The following 9 facts shed light on how single-use plastic is a large problem that most people are a part of.
- In 2016, world plastics production totaled around 335 million tons. Roughly half of the annual plastic production is destined for a single-use product.
- Humans buy about 1,000,000 plastic bottles per minute in total. Only about 23% of plastic bottles are recycled within the U.S.
- Americans purchase about 50 billion water bottles per year, averaging about 13 bottles per month for every person in the U.S.! That means by using a reusable water bottle, you could save an average of 156 plastic bottles annually.
- It is estimated that 4 trillion plastic bags are used worldwide annually. Only 1% of plastic bags are returned for recycling. Americans throw away 100 billion plastic bags annually. That’s about 307 bags per person!
- Half a million straws are used in the U.S. every day. Refusing straws is becoming a trending practice!
- 500 billion disposable cups are consumed every year. Americans alone throw away 25 billion styrofoam coffee cups every year. Styrofoam cannot be completely recycled. Most of the Styrofoam disposed of today will still be present in landfills 500 years from now.

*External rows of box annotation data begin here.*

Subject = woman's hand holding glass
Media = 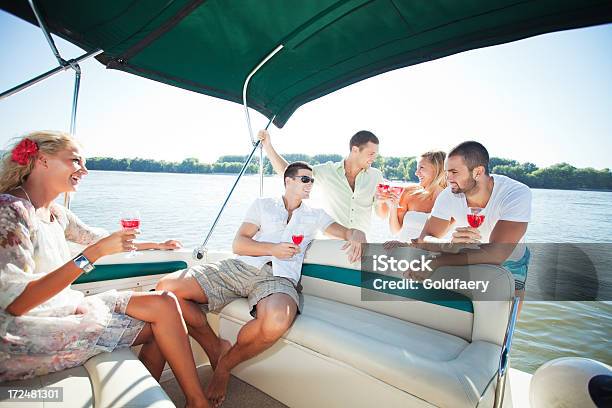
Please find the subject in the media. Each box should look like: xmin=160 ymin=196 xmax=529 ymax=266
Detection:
xmin=88 ymin=228 xmax=140 ymax=260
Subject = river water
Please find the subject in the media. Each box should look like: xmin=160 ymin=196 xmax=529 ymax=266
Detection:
xmin=72 ymin=171 xmax=612 ymax=373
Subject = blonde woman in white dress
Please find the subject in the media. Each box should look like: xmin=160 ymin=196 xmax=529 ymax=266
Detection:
xmin=388 ymin=151 xmax=446 ymax=242
xmin=0 ymin=131 xmax=208 ymax=407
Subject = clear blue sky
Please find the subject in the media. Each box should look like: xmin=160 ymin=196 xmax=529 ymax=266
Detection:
xmin=0 ymin=11 xmax=612 ymax=168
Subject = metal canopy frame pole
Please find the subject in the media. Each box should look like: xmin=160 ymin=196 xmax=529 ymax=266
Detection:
xmin=28 ymin=0 xmax=66 ymax=65
xmin=493 ymin=296 xmax=521 ymax=408
xmin=193 ymin=44 xmax=283 ymax=259
xmin=242 ymin=44 xmax=283 ymax=144
xmin=0 ymin=50 xmax=104 ymax=100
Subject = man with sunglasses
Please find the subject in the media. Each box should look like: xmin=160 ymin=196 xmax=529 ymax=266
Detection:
xmin=157 ymin=162 xmax=366 ymax=406
xmin=257 ymin=130 xmax=388 ymax=234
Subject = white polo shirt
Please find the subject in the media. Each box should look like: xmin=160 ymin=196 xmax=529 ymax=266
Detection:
xmin=312 ymin=160 xmax=383 ymax=235
xmin=431 ymin=174 xmax=531 ymax=260
xmin=236 ymin=197 xmax=334 ymax=284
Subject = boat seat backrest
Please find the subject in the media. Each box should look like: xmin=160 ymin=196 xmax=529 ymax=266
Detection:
xmin=301 ymin=240 xmax=514 ymax=345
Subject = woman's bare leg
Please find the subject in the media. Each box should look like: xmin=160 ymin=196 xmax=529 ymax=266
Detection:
xmin=126 ymin=292 xmax=208 ymax=407
xmin=155 ymin=270 xmax=231 ymax=370
xmin=132 ymin=323 xmax=166 ymax=382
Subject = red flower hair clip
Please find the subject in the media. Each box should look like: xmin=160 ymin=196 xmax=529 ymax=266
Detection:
xmin=12 ymin=139 xmax=38 ymax=166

- Plastic packaging was 42% of all non-fiber plastic produced in 2015, and it also made up 52% of plastics thrown away.
- A full 32% of the 78 million tons of plastic packaging produced annually is left to flow into our oceans; the equivalent of pouring one garbage truck of plastic into the ocean every minute. This is expected to increase to two per minute by 2030 and four per minute by 2050. By 2050, this could mean there will be more plastic than fish in the world’s oceans.
- Even when single-use plastics are sent to landfills (there are 3,091 active landfills in the U.S. alone), they aren’t harmless. Landfill liners can leak harmful pollutants into the watershed and plastics on the tops of landfills can be carried away by the wind. The best way to curb single-use plastic pollution is to reduce your personal plastic consumption!